Tourist at Borobudur Temple 
Built in the 9th century during the reign of the Sailendra Dynasty, the temple’s design in Gupta architecture reflects India's influence on the region. It also depicts the gupta style from India and shows influence of Buddhism as well as Hinduism.The monument is both a shrine to the Lord Buddha and a place for Buddhist pilgrimage. The journey for pilgrims begins at the base of the monument and follows a path around the monument and ascends to the top through three levels symbolic of Buddhist cosmology: Kāmadhātu (the world of desire), Rupadhatu (the world of forms) and Arupadhatu (the world of formlessness). The monument guides pilgrims through an extensive system of stairways and corridors with 1,460 narrative relief panels on the walls and the balustrades.

Based on evidence, Borobudur was constructed in the 9th century and abandoned following the 14th century decline of Hindu kingdoms in Java, and the Javanese conversion to Islam.

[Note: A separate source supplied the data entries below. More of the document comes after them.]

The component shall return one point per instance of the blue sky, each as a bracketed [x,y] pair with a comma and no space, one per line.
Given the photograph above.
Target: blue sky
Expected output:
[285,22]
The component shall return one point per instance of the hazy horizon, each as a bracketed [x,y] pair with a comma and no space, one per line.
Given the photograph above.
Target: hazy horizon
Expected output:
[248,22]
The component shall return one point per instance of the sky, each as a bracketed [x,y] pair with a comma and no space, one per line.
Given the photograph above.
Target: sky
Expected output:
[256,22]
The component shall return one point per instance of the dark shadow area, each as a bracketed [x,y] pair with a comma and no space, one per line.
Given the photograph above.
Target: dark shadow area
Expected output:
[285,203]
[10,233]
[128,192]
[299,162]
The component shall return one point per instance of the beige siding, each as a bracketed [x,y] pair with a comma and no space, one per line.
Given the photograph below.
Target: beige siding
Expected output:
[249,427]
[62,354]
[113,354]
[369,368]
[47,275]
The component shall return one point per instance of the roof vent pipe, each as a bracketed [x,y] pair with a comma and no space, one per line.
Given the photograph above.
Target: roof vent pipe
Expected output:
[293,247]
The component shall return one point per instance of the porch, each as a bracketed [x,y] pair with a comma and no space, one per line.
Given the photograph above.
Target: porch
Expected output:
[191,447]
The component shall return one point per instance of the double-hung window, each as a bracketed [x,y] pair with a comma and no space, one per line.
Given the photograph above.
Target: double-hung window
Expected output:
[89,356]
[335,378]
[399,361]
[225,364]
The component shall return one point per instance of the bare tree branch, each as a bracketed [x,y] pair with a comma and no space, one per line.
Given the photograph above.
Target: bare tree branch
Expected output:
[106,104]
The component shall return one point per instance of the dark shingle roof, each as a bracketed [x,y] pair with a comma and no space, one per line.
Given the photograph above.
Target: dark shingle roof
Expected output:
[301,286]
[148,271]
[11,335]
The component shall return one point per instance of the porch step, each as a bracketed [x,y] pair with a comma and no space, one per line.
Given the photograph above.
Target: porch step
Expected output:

relief panels on the walls
Worldwide knowledge of its existence was sparked in 1814 by Sir Thomas Stamford Raffles, then the British ruler of Java, who was advised of its location by native Indonesians. Borobudur has since been preserved through several restorations. The largest restoration project was undertaken between 1975 and 1982 by the Indonesian government and UNESCO, following which the monument was listed as a UNESCO World Heritage Site. Borobudur is still used for pilgrimage; once a year Buddhists in Indonesia celebrate Vesak at the monument, and Borobudur is Indonesia's single most visited tourist attraction.

one of stupa at Borobudur
Location
Approximately 40 kilometres (25 mi) northwest of Yogyakarta and 86 kilometres (53 mi) west of Surakarta, Borobudur is located in an elevated area between two twin volcanoes, Sundoro-Sumbing and Merbabu-Merapi, and two rivers, the Progo and the Elo. According to local myth, the area known as Kedu Plain is a Javanese 'sacred' place and has been dubbed 'the garden of Java' due to its high agricultural fertility. During the restoration in the early 20th century, it was discovered that three Buddhist temples in the region, Borobudur, Pawon and Mendut, are positioned along a straight line. A ritual relationship between the three temples must have existed, although the exact ritual process is unknown.